But the thing that pleased the Unwiseman more than anything else was a pet chamois that he encountered at a little Swiss Chalet on one of his tours of investigation. It was a cunning little animal, very timid of course, like a fawn, but tame, and for some reason or other it took quite a fancy to the Unwiseman—possibly because he looked so like a Swiss Mountain Boy with a peaked cap he had purchased, and ribbons wound criss-cross around his calves and his magnificent Alpen-stock upon which had been burned the names of all the Alps he had not climbed. And then the Unwiseman's yodel had become something unusually fine and original in the line of yodeling, which may have attracted the chamois and made him feel that the Unwiseman was a person to be trusted. At any rate the little animal instead of running away and jumping from crag to crag at the Unwiseman's approach, as most chamois would do, came inquiringly up to him and stuck out its soft velvety nose to be scratched, and permitted the Unwiseman to inspect its horns and silky chestnut-brown coat as if it recognized in the little old man a true and tried friend of long standing.

"Why you little beauty you!" cried the Unwiseman, as he sat on the fence and stroked the beautiful creature's neck. "So you're what they call a shammy, eh?"

The chamois turned its lovely eyes upon his new found friend, and then lowered his head to have it scratched again.

"Mary had a little sham
Whose hide was soft as cotton,
And everywhere that Mary went
The shammy too went trottin'."

sang the Unwiseman, dropping into poetry as was one of his habits when he was deeply moved.

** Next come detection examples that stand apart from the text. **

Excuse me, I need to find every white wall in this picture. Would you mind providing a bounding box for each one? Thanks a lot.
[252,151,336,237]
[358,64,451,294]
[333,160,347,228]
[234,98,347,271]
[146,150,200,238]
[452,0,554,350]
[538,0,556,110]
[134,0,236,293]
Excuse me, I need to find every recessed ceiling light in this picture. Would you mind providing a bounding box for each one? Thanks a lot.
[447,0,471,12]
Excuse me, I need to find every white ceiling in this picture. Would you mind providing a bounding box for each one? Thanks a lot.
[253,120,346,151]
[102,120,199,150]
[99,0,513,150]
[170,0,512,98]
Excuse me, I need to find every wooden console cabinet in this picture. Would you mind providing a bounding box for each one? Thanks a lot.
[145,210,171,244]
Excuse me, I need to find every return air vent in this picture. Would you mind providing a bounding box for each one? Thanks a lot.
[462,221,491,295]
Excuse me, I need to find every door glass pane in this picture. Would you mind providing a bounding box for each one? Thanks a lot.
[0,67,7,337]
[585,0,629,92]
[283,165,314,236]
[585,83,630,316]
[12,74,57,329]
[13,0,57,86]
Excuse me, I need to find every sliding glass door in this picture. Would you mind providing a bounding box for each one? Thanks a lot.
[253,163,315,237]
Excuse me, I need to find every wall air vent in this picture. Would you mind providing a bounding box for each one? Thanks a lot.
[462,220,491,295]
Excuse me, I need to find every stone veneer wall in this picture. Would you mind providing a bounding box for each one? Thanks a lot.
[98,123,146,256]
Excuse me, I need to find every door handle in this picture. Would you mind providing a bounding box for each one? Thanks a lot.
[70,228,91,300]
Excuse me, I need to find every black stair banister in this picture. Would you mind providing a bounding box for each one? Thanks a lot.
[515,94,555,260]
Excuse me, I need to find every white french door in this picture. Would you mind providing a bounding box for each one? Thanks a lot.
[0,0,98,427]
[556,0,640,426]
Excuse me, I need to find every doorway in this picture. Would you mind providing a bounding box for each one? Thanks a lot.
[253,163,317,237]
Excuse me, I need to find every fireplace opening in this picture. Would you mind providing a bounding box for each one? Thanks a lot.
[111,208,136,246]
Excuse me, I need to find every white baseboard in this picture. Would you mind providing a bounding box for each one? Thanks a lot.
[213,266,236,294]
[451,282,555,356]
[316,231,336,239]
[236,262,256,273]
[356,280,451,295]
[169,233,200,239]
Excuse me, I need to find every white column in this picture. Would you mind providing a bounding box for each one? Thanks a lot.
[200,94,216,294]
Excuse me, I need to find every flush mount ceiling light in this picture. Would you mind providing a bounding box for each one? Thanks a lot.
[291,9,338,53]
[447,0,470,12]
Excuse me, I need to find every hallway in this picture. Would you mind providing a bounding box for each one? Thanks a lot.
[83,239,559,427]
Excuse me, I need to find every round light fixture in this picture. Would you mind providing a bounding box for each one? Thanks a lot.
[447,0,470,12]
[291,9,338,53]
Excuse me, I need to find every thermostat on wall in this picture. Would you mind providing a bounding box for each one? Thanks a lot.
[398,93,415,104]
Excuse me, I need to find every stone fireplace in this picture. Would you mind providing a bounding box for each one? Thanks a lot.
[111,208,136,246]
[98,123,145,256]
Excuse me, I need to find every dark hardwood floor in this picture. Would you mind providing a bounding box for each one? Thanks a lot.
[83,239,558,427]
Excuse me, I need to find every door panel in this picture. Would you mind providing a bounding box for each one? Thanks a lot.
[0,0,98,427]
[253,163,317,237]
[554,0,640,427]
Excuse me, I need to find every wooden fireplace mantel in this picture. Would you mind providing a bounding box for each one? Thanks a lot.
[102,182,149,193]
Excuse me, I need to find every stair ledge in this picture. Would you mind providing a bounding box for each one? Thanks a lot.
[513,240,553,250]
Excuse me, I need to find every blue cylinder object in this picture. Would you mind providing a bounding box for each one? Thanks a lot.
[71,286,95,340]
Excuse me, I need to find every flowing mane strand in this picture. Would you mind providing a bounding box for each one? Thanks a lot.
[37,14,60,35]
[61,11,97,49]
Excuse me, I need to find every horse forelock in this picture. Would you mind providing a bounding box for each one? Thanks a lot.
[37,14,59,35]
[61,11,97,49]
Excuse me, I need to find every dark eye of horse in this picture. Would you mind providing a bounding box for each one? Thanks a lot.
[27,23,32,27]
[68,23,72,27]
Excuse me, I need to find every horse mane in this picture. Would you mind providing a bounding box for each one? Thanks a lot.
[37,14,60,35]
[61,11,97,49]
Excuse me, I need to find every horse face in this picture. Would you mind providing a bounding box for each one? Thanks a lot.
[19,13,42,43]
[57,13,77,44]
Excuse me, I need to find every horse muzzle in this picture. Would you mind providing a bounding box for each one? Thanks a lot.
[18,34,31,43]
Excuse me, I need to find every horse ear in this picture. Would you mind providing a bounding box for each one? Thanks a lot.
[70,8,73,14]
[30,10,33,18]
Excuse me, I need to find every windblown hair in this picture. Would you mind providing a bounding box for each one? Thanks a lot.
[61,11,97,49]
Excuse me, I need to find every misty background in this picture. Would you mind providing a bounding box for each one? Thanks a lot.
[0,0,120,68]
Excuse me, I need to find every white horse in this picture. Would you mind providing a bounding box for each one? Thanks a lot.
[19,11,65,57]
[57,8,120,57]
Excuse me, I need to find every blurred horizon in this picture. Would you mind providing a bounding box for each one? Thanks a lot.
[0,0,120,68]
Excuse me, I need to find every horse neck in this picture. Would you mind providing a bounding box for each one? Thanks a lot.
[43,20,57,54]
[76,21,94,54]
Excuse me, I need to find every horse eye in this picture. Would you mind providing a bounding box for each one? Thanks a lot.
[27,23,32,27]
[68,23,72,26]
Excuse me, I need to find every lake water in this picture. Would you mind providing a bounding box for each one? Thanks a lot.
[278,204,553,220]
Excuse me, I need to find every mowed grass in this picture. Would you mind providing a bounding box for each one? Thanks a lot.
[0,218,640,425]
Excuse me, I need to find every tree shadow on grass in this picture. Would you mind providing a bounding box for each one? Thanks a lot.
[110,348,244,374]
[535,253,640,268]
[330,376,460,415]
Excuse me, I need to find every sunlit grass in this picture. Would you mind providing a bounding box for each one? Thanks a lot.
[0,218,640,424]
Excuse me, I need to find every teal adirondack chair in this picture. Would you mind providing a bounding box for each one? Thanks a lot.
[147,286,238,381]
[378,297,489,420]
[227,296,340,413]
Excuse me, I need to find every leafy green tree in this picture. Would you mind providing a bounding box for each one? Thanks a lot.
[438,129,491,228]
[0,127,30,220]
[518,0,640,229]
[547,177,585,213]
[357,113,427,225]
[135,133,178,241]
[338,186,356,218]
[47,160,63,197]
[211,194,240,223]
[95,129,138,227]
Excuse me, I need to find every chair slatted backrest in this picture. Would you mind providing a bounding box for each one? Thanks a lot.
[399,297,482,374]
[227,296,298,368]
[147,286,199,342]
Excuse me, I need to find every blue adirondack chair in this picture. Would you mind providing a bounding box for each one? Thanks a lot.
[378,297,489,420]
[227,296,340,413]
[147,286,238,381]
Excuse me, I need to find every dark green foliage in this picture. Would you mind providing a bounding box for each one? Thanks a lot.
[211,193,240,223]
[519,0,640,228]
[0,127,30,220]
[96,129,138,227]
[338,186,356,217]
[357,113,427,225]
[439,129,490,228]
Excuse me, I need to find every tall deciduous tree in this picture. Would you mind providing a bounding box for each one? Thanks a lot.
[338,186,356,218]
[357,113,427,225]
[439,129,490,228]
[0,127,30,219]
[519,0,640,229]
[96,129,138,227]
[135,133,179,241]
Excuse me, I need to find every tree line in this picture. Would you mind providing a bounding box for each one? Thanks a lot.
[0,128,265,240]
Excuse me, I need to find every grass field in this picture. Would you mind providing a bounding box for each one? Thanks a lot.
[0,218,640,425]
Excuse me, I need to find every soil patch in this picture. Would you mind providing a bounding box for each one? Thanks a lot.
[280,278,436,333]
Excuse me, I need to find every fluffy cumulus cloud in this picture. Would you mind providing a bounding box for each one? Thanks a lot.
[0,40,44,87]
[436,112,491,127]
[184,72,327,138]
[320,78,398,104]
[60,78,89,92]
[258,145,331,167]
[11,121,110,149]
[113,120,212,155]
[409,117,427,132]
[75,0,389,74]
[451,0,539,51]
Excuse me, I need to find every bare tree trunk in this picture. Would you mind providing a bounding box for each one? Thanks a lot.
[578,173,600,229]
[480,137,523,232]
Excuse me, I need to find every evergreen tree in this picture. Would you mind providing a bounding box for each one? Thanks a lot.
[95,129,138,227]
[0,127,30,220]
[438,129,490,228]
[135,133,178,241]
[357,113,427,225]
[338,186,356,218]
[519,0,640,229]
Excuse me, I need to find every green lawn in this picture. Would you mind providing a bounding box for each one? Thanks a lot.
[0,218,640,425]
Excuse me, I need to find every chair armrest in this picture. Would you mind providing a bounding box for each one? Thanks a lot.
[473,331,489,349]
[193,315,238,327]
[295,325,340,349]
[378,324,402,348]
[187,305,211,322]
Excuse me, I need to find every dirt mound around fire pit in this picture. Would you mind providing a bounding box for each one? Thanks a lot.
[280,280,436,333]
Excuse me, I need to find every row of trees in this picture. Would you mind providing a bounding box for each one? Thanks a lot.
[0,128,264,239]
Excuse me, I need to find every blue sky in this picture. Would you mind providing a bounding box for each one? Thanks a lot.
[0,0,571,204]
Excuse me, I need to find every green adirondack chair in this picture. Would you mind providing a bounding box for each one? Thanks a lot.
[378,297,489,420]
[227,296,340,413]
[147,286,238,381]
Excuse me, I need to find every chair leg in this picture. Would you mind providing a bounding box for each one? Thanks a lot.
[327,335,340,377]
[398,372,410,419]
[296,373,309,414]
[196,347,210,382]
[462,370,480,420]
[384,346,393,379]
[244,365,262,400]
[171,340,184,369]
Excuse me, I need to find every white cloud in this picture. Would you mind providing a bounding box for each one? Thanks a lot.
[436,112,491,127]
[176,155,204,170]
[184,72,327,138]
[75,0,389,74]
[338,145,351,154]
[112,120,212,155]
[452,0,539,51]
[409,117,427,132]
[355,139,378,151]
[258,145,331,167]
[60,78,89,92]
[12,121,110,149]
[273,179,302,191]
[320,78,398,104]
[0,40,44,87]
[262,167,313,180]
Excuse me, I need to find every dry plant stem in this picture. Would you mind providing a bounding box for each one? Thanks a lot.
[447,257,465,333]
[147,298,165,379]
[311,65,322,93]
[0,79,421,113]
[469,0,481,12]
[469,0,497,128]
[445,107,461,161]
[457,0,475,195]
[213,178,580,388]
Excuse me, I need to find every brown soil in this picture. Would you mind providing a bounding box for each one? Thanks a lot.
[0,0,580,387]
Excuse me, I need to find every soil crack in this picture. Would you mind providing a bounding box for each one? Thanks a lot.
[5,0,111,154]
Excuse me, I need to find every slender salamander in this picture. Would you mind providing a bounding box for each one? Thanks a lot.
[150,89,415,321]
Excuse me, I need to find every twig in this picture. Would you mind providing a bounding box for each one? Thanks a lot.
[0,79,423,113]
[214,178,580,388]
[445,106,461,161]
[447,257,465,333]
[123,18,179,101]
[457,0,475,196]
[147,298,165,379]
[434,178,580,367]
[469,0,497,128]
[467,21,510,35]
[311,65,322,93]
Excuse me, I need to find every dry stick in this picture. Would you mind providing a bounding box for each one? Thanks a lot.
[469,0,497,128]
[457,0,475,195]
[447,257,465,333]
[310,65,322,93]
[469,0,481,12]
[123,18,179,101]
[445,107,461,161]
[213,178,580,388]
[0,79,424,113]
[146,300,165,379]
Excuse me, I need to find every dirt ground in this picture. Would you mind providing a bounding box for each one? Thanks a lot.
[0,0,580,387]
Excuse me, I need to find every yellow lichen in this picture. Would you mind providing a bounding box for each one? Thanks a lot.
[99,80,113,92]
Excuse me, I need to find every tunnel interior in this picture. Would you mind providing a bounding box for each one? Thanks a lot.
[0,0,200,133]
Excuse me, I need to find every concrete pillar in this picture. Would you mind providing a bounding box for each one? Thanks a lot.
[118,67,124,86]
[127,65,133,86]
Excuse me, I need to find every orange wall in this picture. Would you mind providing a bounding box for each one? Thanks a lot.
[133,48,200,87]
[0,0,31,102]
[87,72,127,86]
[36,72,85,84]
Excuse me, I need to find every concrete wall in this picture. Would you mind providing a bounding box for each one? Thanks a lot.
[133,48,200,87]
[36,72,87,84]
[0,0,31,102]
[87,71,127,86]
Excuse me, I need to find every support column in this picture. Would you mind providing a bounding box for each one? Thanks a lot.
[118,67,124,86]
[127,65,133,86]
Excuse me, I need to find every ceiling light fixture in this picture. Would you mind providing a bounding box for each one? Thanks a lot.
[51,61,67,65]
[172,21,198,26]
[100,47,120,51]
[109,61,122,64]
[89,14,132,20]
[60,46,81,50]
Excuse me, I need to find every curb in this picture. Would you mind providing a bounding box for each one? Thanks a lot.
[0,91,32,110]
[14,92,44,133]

THE CHAMOIS EVIDENTLY LIKED THIS VERSE FOR ITS EYES TWINKLED

The chamois evidently liked this verse for its eyes twinkled and it laid its head gently on the Unwiseman's knee and looked at him appealingly as if to say, "More of that poetry please. You are a bard after my own heart." So the Unwiseman went on, keeping time to his verse by slight taps on the chamois' nose.